Mechanical Ventilation Protocol
The MV group was subdivided into three groups (n = 10/group) and the rate of protein synthesis in the diaphragm was determined over 6 hours (MV 6), 12 hours (MV 12), and 18 hours (MV 18) of MV.

All surgical procedures were performed under aseptic conditions. Animals received glycopyrrolate (0.04 mg/kg, intramuscularly) before and every 2 hours after anesthesia. Animals were anesthetized with sodium pentobarbital (50 mg/kg, intraperitoneally), tracheostomized, and mechanically ventilated (controlled-MV) using a volume-cycled ventilator (Inspira; Harvard Apparatus, Cambridge, MA). The tidal volume was about 1 ml/100 g of body weight, the respiratory rate was 80 breaths/minute, and positive end-expiratory pressure was 1 cm H₂O.

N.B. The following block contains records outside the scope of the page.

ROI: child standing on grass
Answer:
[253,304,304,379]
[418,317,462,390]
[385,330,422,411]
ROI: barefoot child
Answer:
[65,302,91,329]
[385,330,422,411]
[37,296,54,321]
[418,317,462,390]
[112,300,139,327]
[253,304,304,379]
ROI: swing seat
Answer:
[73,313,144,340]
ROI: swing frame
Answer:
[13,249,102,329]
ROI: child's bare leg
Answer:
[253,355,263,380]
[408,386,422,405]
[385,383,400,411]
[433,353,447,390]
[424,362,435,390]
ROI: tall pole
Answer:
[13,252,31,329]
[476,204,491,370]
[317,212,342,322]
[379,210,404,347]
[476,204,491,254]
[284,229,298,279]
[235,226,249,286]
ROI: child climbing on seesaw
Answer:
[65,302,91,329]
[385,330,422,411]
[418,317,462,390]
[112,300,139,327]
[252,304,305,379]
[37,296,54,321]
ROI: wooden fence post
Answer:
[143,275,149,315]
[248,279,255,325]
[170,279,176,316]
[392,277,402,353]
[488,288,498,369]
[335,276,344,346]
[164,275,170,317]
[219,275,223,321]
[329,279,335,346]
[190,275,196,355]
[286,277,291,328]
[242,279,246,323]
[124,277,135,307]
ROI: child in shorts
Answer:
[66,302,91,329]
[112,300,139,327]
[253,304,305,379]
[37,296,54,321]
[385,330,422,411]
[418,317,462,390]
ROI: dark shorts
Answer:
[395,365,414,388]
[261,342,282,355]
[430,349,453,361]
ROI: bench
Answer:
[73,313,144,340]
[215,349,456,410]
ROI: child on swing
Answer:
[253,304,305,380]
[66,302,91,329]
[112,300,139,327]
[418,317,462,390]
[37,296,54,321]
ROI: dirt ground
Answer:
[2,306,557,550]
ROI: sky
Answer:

Heart rate was monitored via a Lead II electrocardiograph. The carotid artery was catheterized for constant measurement of systolic blood pressure and two blood samples (1 ml) were drawn at the end of the experiment for analysis of [¹³C]leucine. The jugular vein was catheterized to add fluids, sodium pentobarbital (about 10 mg/kg per hour), and [¹³C]leucine (see below). Body (rectal) temperature was maintained at 37 ± 1°C. Animals received continuous care and monitoring throughout.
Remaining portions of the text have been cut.